For her, theatre is the most freeing medium: “It can’t really be easily defined by one thing. You can do it however you want — without dialogue, without stage directions, or whatever comes to mind. As long as it’s worth exploring to you.” That openness shapes her artistic aesthetic and approach to pushing the boundaries of theatre — time, space, and character warp in unexpected ways.

That same openness carries through when she discusses audience reactions to her work. She answers with a broad and relieved smile: “As long as they get something out of it, even if it’s not what I intend, I’m happy,” she says. “The words might not be universal, but the emotion is.”

For her, that emotional resonance is the artist’s true social role: to listen, reflect, and reveal. “Artists are the listeners of society,” she believes. “They reflect back what’s going on so people can see it. And maybe change.” It’s what fuels her dedication to creating.

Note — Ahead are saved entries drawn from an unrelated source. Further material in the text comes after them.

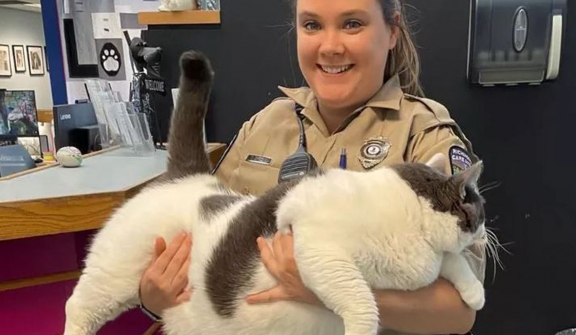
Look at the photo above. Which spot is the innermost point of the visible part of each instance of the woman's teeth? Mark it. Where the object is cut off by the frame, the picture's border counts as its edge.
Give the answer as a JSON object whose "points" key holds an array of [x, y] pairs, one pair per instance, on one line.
{"points": [[335, 69]]}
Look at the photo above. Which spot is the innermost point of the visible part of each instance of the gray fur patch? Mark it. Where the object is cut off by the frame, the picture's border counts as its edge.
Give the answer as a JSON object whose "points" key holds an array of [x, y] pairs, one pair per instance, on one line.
{"points": [[212, 205], [233, 263], [443, 192]]}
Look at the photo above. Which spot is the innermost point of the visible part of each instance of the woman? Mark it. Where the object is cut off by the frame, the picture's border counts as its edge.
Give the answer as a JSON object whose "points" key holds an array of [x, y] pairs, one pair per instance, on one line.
{"points": [[362, 69]]}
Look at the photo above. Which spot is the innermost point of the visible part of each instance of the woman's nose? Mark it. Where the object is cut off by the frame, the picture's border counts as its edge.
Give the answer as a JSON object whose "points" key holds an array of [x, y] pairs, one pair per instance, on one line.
{"points": [[332, 44]]}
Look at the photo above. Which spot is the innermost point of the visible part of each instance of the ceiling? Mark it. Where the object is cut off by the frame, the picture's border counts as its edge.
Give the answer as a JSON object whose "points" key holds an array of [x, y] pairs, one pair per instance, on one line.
{"points": [[27, 5]]}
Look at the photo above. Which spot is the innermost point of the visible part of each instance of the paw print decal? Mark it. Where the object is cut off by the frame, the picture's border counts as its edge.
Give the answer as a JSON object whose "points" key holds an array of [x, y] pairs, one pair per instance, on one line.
{"points": [[110, 59]]}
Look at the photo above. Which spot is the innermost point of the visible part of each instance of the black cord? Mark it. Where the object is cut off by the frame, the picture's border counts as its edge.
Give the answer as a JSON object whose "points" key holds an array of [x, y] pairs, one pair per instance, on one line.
{"points": [[302, 140]]}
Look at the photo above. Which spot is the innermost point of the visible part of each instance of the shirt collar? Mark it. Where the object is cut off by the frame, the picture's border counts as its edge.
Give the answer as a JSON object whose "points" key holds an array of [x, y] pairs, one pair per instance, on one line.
{"points": [[388, 97]]}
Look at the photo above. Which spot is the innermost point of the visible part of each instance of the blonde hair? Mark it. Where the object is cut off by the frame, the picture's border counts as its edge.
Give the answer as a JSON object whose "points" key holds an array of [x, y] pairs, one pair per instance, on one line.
{"points": [[403, 60]]}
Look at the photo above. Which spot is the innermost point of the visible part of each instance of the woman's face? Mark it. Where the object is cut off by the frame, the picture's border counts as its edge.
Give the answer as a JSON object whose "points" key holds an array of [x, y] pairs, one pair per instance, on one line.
{"points": [[342, 49]]}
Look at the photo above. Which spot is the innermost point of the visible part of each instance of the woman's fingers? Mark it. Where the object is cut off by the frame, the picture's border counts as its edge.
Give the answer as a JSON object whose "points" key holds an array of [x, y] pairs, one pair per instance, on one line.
{"points": [[180, 258], [166, 257], [268, 257]]}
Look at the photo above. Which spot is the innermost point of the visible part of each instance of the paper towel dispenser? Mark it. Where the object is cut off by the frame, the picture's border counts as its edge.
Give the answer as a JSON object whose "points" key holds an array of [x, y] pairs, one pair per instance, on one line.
{"points": [[515, 41]]}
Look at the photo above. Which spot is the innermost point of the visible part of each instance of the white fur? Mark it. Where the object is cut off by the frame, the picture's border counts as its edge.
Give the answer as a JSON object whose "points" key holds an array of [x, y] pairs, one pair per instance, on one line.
{"points": [[352, 232]]}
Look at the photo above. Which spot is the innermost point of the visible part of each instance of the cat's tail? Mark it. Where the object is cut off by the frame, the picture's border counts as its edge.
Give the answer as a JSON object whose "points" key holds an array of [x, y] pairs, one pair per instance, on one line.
{"points": [[187, 153]]}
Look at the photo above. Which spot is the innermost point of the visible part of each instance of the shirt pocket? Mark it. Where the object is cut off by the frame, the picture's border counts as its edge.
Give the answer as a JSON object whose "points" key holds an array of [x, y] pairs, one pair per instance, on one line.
{"points": [[255, 178]]}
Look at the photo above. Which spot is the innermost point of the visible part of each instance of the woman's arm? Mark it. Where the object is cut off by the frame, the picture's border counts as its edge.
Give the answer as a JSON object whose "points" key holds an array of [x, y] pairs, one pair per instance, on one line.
{"points": [[437, 308]]}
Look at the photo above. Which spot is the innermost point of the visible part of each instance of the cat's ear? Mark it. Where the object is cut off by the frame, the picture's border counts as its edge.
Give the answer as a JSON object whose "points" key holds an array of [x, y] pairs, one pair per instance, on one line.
{"points": [[468, 177], [438, 162]]}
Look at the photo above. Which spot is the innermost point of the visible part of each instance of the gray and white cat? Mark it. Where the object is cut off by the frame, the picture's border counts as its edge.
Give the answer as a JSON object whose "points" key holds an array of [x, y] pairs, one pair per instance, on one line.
{"points": [[398, 227]]}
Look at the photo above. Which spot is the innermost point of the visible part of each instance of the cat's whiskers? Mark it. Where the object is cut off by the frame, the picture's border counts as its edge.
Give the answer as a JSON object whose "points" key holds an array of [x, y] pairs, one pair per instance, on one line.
{"points": [[492, 246], [489, 186]]}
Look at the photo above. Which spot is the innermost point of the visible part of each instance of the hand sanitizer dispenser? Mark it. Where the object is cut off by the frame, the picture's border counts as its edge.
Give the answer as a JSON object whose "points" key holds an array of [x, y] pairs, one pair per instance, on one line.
{"points": [[515, 41]]}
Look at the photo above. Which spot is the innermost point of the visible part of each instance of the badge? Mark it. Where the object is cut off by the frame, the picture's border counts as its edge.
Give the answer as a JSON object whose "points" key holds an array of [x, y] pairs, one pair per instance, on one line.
{"points": [[373, 152], [459, 159], [258, 159]]}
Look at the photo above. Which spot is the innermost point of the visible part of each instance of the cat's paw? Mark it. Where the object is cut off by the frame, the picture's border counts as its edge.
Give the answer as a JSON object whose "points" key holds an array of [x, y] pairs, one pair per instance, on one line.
{"points": [[473, 295], [196, 66]]}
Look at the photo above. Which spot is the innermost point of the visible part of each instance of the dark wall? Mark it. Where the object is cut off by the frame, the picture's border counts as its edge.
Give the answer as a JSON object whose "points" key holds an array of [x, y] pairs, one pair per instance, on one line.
{"points": [[524, 135]]}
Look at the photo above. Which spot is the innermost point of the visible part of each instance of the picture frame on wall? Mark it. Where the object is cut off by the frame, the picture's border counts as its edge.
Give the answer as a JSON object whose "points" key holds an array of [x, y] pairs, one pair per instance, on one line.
{"points": [[19, 58], [5, 66], [36, 60]]}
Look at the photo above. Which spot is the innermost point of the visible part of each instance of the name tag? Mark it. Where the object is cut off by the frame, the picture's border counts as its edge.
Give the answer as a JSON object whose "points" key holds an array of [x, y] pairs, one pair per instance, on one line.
{"points": [[258, 160]]}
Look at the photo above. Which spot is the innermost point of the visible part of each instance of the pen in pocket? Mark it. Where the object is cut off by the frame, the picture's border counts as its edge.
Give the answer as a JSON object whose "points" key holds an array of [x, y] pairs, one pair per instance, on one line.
{"points": [[343, 158]]}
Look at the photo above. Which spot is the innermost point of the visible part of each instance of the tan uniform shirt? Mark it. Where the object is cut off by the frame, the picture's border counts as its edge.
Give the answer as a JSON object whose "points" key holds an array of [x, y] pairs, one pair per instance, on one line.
{"points": [[392, 128]]}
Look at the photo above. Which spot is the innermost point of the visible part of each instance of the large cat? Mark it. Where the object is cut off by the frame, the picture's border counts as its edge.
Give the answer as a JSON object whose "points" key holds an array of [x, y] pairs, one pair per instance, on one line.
{"points": [[396, 227]]}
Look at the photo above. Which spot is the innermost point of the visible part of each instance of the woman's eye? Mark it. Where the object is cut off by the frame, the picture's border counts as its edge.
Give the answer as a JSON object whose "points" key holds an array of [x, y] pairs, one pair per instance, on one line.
{"points": [[352, 24], [310, 25]]}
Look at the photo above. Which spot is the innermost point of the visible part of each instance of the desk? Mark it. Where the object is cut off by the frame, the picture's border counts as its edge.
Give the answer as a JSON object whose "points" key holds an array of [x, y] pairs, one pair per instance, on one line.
{"points": [[58, 200], [48, 215]]}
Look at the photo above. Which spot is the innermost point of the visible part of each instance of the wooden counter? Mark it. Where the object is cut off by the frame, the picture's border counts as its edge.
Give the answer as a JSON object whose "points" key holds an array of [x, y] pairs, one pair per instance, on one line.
{"points": [[182, 17], [58, 200]]}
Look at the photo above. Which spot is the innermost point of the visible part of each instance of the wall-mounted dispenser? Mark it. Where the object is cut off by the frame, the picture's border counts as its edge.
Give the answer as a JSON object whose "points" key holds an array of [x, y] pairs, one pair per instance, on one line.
{"points": [[515, 41]]}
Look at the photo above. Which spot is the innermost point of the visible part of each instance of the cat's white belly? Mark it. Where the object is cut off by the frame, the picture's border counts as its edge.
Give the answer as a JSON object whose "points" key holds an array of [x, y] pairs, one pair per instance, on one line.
{"points": [[281, 318]]}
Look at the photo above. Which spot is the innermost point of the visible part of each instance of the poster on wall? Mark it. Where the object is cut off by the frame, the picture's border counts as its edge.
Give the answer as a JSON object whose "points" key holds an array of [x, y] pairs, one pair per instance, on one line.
{"points": [[111, 59], [36, 60], [5, 69], [19, 58]]}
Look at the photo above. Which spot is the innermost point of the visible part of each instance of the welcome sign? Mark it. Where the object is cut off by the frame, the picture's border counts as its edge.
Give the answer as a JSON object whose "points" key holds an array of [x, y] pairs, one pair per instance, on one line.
{"points": [[14, 159]]}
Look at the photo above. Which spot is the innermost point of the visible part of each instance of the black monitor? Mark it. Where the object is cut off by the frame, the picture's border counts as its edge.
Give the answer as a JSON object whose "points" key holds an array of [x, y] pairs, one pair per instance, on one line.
{"points": [[18, 114], [70, 117]]}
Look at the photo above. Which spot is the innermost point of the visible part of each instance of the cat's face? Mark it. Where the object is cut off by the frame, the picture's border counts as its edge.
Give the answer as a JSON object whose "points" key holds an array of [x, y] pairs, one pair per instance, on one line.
{"points": [[457, 195]]}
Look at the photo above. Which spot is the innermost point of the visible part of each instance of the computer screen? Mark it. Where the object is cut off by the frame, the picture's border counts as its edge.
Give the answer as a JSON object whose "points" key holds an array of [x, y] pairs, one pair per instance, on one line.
{"points": [[69, 117], [18, 114]]}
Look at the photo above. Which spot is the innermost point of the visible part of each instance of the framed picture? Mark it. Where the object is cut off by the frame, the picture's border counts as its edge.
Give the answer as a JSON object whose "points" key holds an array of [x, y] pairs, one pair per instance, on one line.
{"points": [[19, 58], [5, 66], [36, 60]]}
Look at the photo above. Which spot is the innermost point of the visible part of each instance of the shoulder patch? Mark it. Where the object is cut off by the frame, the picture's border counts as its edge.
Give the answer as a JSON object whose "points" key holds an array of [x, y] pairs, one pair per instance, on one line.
{"points": [[459, 159]]}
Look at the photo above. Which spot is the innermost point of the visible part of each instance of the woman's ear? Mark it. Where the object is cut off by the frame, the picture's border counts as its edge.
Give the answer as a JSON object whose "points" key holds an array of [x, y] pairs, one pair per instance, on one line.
{"points": [[395, 30]]}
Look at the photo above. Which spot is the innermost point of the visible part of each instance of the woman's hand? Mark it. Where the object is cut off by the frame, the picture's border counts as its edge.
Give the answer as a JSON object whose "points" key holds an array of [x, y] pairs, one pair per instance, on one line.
{"points": [[279, 261], [164, 283]]}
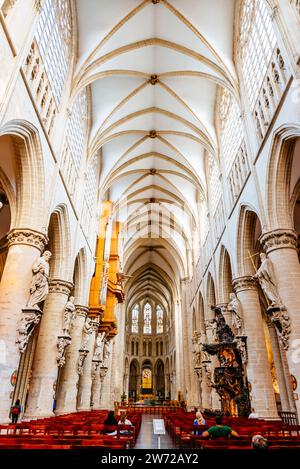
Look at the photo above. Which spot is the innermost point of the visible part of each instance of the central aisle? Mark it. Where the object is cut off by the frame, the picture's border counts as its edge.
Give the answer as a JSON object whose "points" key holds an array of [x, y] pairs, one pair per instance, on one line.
{"points": [[146, 439]]}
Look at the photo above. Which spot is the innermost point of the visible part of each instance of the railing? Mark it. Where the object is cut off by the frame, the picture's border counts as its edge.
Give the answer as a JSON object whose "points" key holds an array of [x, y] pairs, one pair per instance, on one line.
{"points": [[272, 89], [238, 174], [40, 87]]}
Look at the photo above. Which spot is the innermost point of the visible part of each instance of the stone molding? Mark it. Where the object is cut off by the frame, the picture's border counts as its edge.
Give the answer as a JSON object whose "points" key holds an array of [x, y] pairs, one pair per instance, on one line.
{"points": [[60, 286], [243, 283], [279, 239], [27, 237]]}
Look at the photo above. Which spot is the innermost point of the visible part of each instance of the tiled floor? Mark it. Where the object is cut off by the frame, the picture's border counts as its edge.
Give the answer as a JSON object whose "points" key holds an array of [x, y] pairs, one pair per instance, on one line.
{"points": [[146, 439]]}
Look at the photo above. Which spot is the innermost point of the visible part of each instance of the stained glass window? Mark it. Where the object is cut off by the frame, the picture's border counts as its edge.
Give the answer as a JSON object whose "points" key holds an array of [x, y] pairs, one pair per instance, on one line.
{"points": [[147, 378], [147, 318], [159, 320], [258, 41], [231, 128], [53, 36], [135, 320]]}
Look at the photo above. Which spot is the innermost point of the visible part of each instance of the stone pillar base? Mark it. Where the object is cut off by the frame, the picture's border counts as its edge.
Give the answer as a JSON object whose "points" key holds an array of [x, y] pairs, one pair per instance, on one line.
{"points": [[83, 409]]}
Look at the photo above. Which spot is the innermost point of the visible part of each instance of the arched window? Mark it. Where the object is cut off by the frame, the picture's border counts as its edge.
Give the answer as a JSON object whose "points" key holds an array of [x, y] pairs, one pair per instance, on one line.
{"points": [[75, 142], [147, 319], [159, 320], [135, 320], [257, 42], [53, 37], [231, 128], [147, 379]]}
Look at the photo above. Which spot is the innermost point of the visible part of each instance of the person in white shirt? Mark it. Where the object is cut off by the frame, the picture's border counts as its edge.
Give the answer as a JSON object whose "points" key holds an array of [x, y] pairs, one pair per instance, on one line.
{"points": [[124, 421], [253, 414]]}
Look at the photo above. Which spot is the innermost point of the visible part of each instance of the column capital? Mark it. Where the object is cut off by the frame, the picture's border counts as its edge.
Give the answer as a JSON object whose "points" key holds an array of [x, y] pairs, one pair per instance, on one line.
{"points": [[27, 237], [60, 286], [279, 239], [223, 307], [243, 283], [81, 310]]}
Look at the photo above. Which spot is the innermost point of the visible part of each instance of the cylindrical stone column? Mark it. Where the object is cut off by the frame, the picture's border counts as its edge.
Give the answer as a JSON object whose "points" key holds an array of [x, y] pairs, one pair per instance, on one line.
{"points": [[281, 247], [102, 374], [68, 386], [45, 369], [258, 367], [205, 391], [96, 388], [24, 247], [284, 398], [85, 381]]}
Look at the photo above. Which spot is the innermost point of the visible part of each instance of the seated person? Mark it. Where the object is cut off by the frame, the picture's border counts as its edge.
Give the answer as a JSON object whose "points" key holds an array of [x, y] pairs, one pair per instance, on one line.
{"points": [[110, 421], [219, 430], [199, 420], [259, 442], [253, 414], [124, 421]]}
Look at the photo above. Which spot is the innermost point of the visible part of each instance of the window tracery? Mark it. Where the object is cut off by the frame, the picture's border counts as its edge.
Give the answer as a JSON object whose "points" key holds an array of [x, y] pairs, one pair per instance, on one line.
{"points": [[159, 320], [257, 43], [53, 38]]}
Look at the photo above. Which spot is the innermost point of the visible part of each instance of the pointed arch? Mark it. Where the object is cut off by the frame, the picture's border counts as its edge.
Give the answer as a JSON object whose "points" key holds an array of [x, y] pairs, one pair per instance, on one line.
{"points": [[30, 175]]}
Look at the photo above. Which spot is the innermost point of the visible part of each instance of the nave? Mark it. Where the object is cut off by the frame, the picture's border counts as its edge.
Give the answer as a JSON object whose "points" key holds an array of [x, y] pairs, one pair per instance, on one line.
{"points": [[149, 213], [85, 430]]}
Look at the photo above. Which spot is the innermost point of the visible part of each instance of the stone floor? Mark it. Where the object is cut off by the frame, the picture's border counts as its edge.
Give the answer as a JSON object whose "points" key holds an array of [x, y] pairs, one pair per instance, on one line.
{"points": [[146, 438]]}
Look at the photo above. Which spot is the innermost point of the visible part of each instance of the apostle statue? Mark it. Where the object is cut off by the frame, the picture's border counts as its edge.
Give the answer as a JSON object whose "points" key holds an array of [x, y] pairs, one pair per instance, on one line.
{"points": [[235, 307], [197, 351], [266, 277], [69, 315], [39, 287], [241, 346], [86, 332], [99, 345], [106, 352]]}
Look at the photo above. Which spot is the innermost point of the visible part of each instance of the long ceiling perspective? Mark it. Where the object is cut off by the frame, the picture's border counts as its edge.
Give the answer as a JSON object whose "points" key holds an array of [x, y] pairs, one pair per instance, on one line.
{"points": [[154, 69]]}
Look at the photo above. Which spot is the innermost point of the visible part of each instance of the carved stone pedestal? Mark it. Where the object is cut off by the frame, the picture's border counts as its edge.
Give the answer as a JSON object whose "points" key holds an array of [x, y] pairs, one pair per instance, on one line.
{"points": [[279, 316]]}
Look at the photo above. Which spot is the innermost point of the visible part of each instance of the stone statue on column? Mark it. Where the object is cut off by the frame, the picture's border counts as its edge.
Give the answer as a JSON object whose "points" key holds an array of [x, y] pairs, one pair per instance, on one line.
{"points": [[83, 351], [266, 278], [86, 332], [39, 289], [106, 352], [64, 340], [276, 310], [196, 350], [241, 346], [99, 345], [235, 307]]}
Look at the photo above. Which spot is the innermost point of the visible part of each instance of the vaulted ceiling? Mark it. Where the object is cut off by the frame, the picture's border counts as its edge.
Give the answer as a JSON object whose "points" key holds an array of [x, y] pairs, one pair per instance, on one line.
{"points": [[154, 68]]}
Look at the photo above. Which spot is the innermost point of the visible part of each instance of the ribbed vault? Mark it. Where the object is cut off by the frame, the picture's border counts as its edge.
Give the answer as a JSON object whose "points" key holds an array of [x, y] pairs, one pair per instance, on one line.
{"points": [[154, 68]]}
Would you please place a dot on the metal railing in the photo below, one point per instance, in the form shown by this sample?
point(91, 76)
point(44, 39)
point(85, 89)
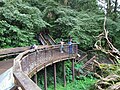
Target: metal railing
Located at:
point(28, 63)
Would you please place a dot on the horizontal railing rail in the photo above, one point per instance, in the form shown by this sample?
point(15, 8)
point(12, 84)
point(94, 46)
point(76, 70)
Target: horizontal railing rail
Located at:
point(28, 63)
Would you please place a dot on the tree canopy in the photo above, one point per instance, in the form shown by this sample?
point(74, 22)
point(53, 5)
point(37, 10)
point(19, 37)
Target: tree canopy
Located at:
point(21, 20)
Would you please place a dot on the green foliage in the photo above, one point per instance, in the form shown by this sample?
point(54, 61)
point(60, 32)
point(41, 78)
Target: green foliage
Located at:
point(83, 84)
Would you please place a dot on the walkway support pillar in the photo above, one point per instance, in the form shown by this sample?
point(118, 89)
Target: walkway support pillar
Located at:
point(64, 73)
point(73, 71)
point(54, 76)
point(45, 78)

As our conversation winds down, Grace offers a parting message she carries close to her heart. “There have been moments in my life when I thought that I shouldn’t be going down this path because of what other people said. But what they think is not important.” For Grace, creating art is an act of self-preservation as much as expression. “A big part is being able to create your own art, because there’s no one else who can create it for you. So if you stop making art, then your message won’t be in the world.”

“If that’s something really important to you, you should keep going and make sure your message is heard.”

Catch Grace’s playwriting thesis showcase on Oct. 25 at 7:30 p.m. in the Frear Ensemble Theater to experience firsthand her boundless storytelling. Beginning with a childhood dollhouse, now, her work lights up the stage.